第30話

「……また会ったね」


 アルサメナは、与えられた見た目ばかり豪奢な部屋で、疲れ切った目をして佇んでいた。


「いつまでも腑抜けた目をしててもらっては、困るのです」


 その姿は、いつかナローシュが神童と呼ばれなくなった頃の、自分が凡人である事を悟って挫折した姿によく似ていた。
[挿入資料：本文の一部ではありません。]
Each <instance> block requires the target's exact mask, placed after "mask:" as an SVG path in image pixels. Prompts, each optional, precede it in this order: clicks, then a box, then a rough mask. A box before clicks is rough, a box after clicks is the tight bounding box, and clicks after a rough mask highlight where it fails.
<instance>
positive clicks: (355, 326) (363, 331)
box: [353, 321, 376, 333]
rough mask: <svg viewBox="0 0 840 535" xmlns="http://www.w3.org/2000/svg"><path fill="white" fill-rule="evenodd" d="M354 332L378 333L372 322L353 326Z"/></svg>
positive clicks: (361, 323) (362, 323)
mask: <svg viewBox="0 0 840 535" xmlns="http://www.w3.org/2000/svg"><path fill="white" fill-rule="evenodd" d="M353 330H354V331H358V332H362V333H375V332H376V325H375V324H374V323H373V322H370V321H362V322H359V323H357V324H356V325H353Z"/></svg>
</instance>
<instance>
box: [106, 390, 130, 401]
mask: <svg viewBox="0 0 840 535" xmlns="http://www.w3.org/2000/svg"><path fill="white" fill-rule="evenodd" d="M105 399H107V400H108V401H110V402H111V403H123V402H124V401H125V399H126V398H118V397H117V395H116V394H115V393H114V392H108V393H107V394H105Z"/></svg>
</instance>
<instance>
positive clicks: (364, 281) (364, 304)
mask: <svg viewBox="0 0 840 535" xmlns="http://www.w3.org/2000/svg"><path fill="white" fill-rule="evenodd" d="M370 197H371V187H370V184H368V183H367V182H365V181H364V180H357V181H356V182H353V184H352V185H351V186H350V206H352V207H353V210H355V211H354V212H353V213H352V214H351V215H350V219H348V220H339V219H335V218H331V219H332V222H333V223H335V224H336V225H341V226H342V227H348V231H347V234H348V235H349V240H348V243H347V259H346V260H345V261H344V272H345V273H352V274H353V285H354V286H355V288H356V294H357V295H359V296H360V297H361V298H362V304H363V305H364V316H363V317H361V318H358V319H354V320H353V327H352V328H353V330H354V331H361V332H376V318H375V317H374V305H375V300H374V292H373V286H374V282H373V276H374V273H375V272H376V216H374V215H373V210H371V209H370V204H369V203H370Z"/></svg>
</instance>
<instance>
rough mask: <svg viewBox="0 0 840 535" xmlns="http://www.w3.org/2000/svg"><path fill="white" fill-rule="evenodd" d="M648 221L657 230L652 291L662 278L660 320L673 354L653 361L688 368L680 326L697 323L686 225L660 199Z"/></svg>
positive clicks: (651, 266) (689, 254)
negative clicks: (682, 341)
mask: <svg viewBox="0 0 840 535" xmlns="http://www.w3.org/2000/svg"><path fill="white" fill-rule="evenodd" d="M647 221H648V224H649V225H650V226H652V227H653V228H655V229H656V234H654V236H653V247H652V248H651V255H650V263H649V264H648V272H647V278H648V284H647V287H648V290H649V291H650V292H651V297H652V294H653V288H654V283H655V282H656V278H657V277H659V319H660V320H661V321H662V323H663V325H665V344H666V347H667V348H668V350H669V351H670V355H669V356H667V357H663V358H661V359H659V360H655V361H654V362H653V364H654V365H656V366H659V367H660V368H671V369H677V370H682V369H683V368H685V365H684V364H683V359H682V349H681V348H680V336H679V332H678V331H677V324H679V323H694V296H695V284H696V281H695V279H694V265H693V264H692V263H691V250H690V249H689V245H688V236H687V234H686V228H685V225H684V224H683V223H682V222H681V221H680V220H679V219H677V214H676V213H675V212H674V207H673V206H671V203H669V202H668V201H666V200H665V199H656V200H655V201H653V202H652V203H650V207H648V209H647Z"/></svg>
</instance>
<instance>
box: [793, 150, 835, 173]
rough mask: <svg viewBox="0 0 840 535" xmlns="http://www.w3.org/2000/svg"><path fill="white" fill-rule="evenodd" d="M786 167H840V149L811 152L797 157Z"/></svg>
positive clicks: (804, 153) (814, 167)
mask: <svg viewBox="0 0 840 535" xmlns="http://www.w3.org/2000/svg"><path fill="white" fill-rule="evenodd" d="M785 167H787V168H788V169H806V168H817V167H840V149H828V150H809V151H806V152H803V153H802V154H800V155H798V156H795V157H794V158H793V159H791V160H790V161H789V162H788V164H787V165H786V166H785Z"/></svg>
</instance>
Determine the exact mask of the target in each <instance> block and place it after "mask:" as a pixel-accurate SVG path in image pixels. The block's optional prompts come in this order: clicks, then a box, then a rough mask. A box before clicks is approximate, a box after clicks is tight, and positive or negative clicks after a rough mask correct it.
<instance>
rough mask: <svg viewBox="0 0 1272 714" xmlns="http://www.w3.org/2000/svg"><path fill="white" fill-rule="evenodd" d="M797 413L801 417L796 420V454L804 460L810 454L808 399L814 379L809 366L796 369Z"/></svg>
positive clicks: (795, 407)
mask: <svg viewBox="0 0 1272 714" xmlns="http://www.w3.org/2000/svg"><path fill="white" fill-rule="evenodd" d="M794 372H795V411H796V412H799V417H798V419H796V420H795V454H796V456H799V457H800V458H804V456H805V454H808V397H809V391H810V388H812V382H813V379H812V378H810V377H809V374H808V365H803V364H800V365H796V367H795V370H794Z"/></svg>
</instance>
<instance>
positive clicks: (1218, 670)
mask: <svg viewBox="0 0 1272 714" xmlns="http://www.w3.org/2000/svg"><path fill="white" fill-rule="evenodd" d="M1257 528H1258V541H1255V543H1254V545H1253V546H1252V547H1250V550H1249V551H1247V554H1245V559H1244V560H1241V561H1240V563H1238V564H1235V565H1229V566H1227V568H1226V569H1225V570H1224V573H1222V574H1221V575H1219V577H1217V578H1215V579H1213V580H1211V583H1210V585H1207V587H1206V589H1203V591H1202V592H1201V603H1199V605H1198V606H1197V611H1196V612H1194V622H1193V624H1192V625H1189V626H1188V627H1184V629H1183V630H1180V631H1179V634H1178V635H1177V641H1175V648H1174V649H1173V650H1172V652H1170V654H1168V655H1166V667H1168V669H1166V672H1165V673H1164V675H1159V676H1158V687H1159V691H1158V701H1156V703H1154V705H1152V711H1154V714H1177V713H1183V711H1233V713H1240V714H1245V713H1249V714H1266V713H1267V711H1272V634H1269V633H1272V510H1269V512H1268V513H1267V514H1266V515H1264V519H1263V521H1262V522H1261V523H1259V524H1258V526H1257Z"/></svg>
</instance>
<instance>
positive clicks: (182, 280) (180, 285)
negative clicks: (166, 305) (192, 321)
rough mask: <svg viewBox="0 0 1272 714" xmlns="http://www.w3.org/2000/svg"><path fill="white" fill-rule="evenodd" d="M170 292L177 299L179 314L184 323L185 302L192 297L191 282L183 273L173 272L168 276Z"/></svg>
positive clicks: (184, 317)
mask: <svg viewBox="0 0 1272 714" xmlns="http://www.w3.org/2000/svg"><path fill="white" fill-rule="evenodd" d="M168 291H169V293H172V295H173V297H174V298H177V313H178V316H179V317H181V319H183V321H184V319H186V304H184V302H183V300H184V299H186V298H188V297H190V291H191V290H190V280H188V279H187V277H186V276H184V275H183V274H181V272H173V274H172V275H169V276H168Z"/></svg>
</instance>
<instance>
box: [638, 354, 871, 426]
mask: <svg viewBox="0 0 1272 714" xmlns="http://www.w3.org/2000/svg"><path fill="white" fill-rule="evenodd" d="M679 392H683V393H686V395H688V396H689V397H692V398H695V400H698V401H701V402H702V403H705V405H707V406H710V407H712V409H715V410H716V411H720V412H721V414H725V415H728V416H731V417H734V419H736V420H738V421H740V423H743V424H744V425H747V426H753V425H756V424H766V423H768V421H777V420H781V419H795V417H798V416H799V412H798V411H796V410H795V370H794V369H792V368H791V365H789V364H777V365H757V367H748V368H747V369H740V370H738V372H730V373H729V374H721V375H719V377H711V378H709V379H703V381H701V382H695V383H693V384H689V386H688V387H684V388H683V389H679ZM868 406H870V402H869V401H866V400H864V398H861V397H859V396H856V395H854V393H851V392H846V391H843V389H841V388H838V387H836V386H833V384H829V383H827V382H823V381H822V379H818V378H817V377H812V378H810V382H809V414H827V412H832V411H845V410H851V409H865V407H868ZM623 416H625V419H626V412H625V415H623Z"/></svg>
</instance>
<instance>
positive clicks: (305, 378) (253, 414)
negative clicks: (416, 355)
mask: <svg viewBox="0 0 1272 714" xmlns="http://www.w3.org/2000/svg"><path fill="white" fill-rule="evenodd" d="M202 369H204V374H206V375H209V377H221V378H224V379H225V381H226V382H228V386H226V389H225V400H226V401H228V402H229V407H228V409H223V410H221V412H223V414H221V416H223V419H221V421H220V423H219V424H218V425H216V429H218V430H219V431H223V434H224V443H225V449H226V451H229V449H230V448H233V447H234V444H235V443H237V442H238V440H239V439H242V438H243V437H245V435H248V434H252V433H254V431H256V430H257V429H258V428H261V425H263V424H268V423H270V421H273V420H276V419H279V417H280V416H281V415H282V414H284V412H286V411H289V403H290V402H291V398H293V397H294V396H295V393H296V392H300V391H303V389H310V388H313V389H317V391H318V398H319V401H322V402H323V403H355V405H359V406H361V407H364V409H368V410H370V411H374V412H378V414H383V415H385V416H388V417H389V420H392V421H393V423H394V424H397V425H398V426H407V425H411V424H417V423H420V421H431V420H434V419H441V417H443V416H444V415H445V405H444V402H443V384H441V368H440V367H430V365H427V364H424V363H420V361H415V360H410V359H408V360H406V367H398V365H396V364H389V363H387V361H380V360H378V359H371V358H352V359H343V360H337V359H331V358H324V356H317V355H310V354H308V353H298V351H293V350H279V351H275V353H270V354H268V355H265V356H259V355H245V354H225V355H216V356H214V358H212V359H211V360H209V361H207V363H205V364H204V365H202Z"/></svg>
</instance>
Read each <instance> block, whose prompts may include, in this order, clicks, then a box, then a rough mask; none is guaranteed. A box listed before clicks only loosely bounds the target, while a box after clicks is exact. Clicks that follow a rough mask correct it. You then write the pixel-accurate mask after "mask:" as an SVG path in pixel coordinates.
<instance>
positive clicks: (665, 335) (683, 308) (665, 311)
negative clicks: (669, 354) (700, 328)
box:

「……腑抜けか、そうさ。僕は半身と呼べる思いと魂を失った。今の僕は生きているようで、生きていない。ここにあるのは抜け殻さ」


 空虚だと言って、私の目も見ない。


「いいえ、本物の抜け殻はそんな自嘲なんて、できません」


「愛を失った僕に何が残っていると……」


「貴方が苦しんでいるのは!ベルミダ様をまだ愛しているからです!……貴方は自分の思いは無意味だと言いましたね?」


「ああ、そうだ、僕は何の意味もない感情を──」


「本当に無意味だと思ってる人間が、その事をいつまでも口にするものか!!」


「──っ」


「貴方は逃げたいだけだ!もしかしたら、愛した人は自分に愛情を向けていないかもしれない、負け戦になるかもしれない、何も得る事はないかも知れない、なんて、自分が傷付くのを恐れている!」


「……そうだ、そうかも知れない。だが、恐怖を避けることの何が悪い、部が悪いと分かっている戦いに自ら赴いて何になる。そんなものは博打だ、伸るか反るかなんて不確かなものに、自分の心を掛けたくないのだ」


「甘ったれるな!」


「僕が何を甘ったれているというんだ?」


「この世に確かなものなんかあるものか!栄えるものはいずれ滅び、季節は移り変わり、その中の、ほんの少しの時間で人は老いて死ぬ!いつまでも同じ感情なんてものはない!」


「だったら、尚更、僕の愛が時と共に失われたとしても──」


「泣き言は負けてから言いなさい!」


「……君は僕に部の悪い賭けに、自らを投じろというのか?」


「部が悪いと思っているのは、貴方だけです殿下。それに──博打というのは、勝つか負けるか分からないから面白い。痛い目を見るから面白いんです」


「僕は……兄上と戦った事がない、……天才と言われていた彼は……僕にとって絶対的な存在だった……王を支えるのが、僕の役目だと……それがどうして、兄から奪う事ができるんだ……?兄上にはもう、何も残っていない……才覚は枯れ果て、人望も無ければ、野望もない。愛を失った僕でさえ、このようなのに、これ以上失ったら兄上に残るものなんて……」


「あります、どんな姿になっても、彼を愛している者は一人だけいます」


「一体誰だと言うんだ……」


「アリストイーリス、陛下がアイリスと呼んだ娘をお忘れですか?」


「……愛想をつかして出て行ってしまった人のことを今更……」


 名前を出しても私に気が付かない……いや、そんなことよりも。


「今、なんて?」


「兄上が言っていたよ、試すような事をしたら、泣いて、すぐに去って行ってしまったと。しかも2年も連絡を寄越さなかったと」


 ナローシュの奴……やっぱり私から離れた事にするつもりだったか……許せない……


 ……でも、まさか、本気で試していたとしたら……?


 なら、どうしてそんなことを……?


 ……今は後にしないと。


「……それは間違っています」


「なんでそんな事がわかる」


「それは──」


 仕方ない、この際──


「それはアリステラ殿が、彼女の密偵だからです」


 黙っていたルヴィが、ほんの一瞬だけ躊躇した私の代わりに言った。


「そうか……あの人はまだ兄上を……」


 アルサメナは納得したような顔をしている。


「……その通りです」


 王宮の中だから、仕方ないか。


 どこに目や耳があるか、分かったものじゃないし。


「それで、まだ言い訳がありますか?殿下」


「……どうやら、僕が悲嘆に暮れるのはまだ早いらしい。……あの人の目があるなら尚更だな」


「それはどう言う意味で?」


「悪い冗談ですね、アリステラ殿、配下の貴方に言ったら、私達全員の命がないでしょう?」


「……ああ、そう言う意味ですか」


 いや、分かっているような風で返したけど、それって一体どう言う意味……?


 まあいいや、取り敢えず奮起してくれそうだし、後はベルミダと引き合わせれば、どうにかなるでしょう……多分。